Ellertson was a passenger in a car that crashed into a semitruck at the intersection of County Road 196 and Highway 29 in Pensacola. The drivers of both vehicles as well as the other passenger in the car with Ellertson survived.
At first, Florida Highway Patrol believed the driver of the car Ellertson was in had stopped at a stop sign before turning into oncoming traffic. A follow-up investigation revealed the driver ran the stop sign altogether.
That prompted Stone to ask FHP whether it tested the driver’s blood for evidence of drug use. The law enforcement agency did not, citing a lack of probable cause for the test and the driver’s refusal to allow one as the main reasons.
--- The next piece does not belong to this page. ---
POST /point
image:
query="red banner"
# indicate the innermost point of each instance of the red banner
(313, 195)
“A preservation of blood should’ve been done right away,” Stone said. “They didn’t know if this was going to be a criminal investigation.”
That’s why Stone created “Bradley’s Law,” a petition to standardize FHP’s policy for DUI or drug testing in cases of vehicle homicides. So far, her petition has 11,086 signatures.
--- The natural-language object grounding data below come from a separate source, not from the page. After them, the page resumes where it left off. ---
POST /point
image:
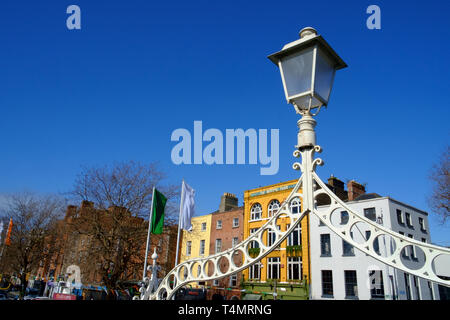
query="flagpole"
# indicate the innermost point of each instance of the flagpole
(179, 221)
(148, 234)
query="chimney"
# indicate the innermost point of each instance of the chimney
(87, 204)
(71, 212)
(354, 189)
(228, 202)
(335, 183)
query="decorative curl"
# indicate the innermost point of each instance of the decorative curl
(297, 166)
(317, 162)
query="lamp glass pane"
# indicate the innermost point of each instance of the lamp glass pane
(297, 72)
(324, 75)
Timing is everything when it comes to accurate drug testing in investigations, according to FHP Lt. Channing Taylor.
“Permanent evidence is short-lived,” he said. “The longer you wait, the lower the readings are usually going to be.”
Still, being able to perform drug tests is not a straightforward process
“I can’t just walk up to somebody and say ‘I want a sample of your blood,’” Lt. Taylor said. “At a crash scene, it might make life a little easier for us, but it just can’t be done, and it shouldn’t be done.”
Nonetheless, Stone said she feels FHP’s policy has to change.
“We want to see them very aggressively handling these investigations, looking for probable cause,” she said. “There’s going to be a reason someone was distracted.”
Stone is not alone in her conviction. Two petitions named “Clayton’s Law” and “Bo and Kaedince’s Law,” respectively, are calling for the same change to FHP’s policy: mandatory drug tests in cases of deadly car crashes. Currently, the former has 24,401 signatures, and the latter has 9,456 signatures.
Stone’s petition has yet to be discussed by Florida lawmakers, but she hopes they will in 2026.